Monday, March 7, 2022

Something To Consider Today

Today might be a good day to, oh I don't know, maybe get more stuff socked away in case of spicy times? Not only is Russia one of the largest oil producers in the world and Gas Buddy is warning of $4.50 prices by midweek....

...but Russia and Ukraine combined account for over 30% of wheat production world wide and wheat is one of those things that is a primary ingredient in lots of food. While there are certainly more cost effective ways of doing this, and my boy Bison Prepper has plenty of info on his blog about that, I decided to try out the mormon food storage site and get some #10 cans of wheat and the same in rolled oats. For six #10 cans of each and only $3 shipping, it came out to under $80....

Please note: While the rolled oats are easy to prepare with hot water, hard red wheat is not something you can do much with as it is. For example, we have a nice grinder to turn wheat into flour. I suppose you can chew on the wheat but there is some prep work to make wheat something you could bake into flour.

Not telling you what to do but I would recommend looking at your finances and then your preps and see what you might want to add before the higher freight costs start to really hammer prices. You won't regret having too much stuff but you will regret not having enough.


  1. They accidentally sent me a case of the hard red, and thru research, you -can- get it to germinate, to make MOR wheetz. If it gets that bad, I'm going to hold on to a can just for growing a teeny patch in the planned-for greenhouse in the side yard.
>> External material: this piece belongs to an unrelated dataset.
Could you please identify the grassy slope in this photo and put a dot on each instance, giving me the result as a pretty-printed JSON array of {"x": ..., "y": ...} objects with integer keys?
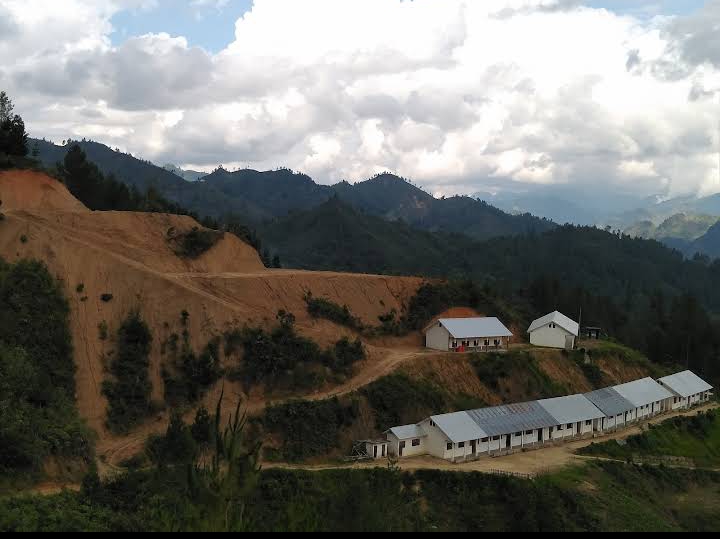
[{"x": 695, "y": 438}]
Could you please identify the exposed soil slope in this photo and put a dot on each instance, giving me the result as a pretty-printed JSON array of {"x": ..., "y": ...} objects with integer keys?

    1. If it's viable seed, wheat sprouts are good. I like sprouted wheat bread, lotsa crunch to it. And wheatgrass juice is a big thing in the health nut bizness. As for growing a patch, it'll be fun to try, but I imagine harvesting and trying to thresh it on a small scale is likely a beastly job.
      Thanks Arthur for the tip. Sealed in #10 cans is great for long term storage, much better than trying to put bulk grain into buckets on my own, even with oxygen absorbers.

    2. wheat stores really well. thousands of years. (not kidding, see Egyptian tombs). Buy it in 50lb bags and put it in food safe bucket sand you're GTG for your lifetime. You need a wheat grinder though. Get one that works on both electricity and human power. Rice, beans and sugar stores really well. Flour goes bad after a while

    3. Just so you know, hard wheat prefers cooler days and dryer conditions. Grows great in my yard in Alberta... not sure but you may need to shade it rather than put it in a greenhouse.


  2. Although I've been aware of the wheat situation for weeks, I haven't really felt panicked by it - know how to make bread though I don't do so currently, have some flour, oats, etc. in mylar for an emergency, etc. But anyhow, after reading your post I thought what the heck, I'll check the mormon site out (I've been aware of it for years but never ordered anything). Anyhow - the red winter wheat is now sold out.

  3. this comes down to what I have been saying for years now, stuff is better than money.
    I have tried to warn people over the years, some listen, a lot did not. oh, well.
    I had times of money and no food, and times of food and no money. having food is always better.
    this is going to get a lot worse and people will go nuts when they can't get what they want.
    count on it.

  4. One of my cousins made a suggestion that's worth passing along: Shoes. Extra pairs of shoes, whatever kind you wear, now while they're "cheap".

  5. it will come down to everything we use everyday here soon. remember stories about ww2 GI'S bribing people with candy bars ? same thing will happen here before long. I keep a few bags of candy bars in the freezer just in case. they useful either as a bribe, treat or reward.
    it is one big little thing I learned from my time overseas. but anything that wears out will be in short supply here soon. food is something people will kill over in a heartbeat. I have also seen thst as well over there. plan according for it.

  6. I remember James Dakin suggesting (back when the Bison Newsletter was sent by email) that wheat can be sprouted to get vitamin C.

    Also, you can cook whole wheat kernels in a vaccuum bottle.

  7. Flour - all food really - lasts longer than most think if properly stored in a climate controlled environment (first frozen to kill potential bugs, completely dried, and stored with oxygen absorber and/or bay leaves in mylar/buckets etc.). Wheat berries are for the truly long haul - those who plan on grinding their own 5 years down the road. I'm not stocking that much food, but respect those who choose to do so. But anything can and will be more useful than fiat currency as time goes forward. And at least at the moment and in the DFW burbs, there is still plenty of flour and oats and cornmeal and bulgur wheat and quinoa in the stores. That's because the actual % of people truly aware of what futures mean and what's really happening beyond the media headlines is minute. The list of things that will be needed and/or useful is a long one; no need to go into it all here unless folks truly feel the need for some suggestions (I have no google account and so never comment at or join youtube channels or most blogs). I've picked up good ideas from all sorts of places (get a zipper repair kit).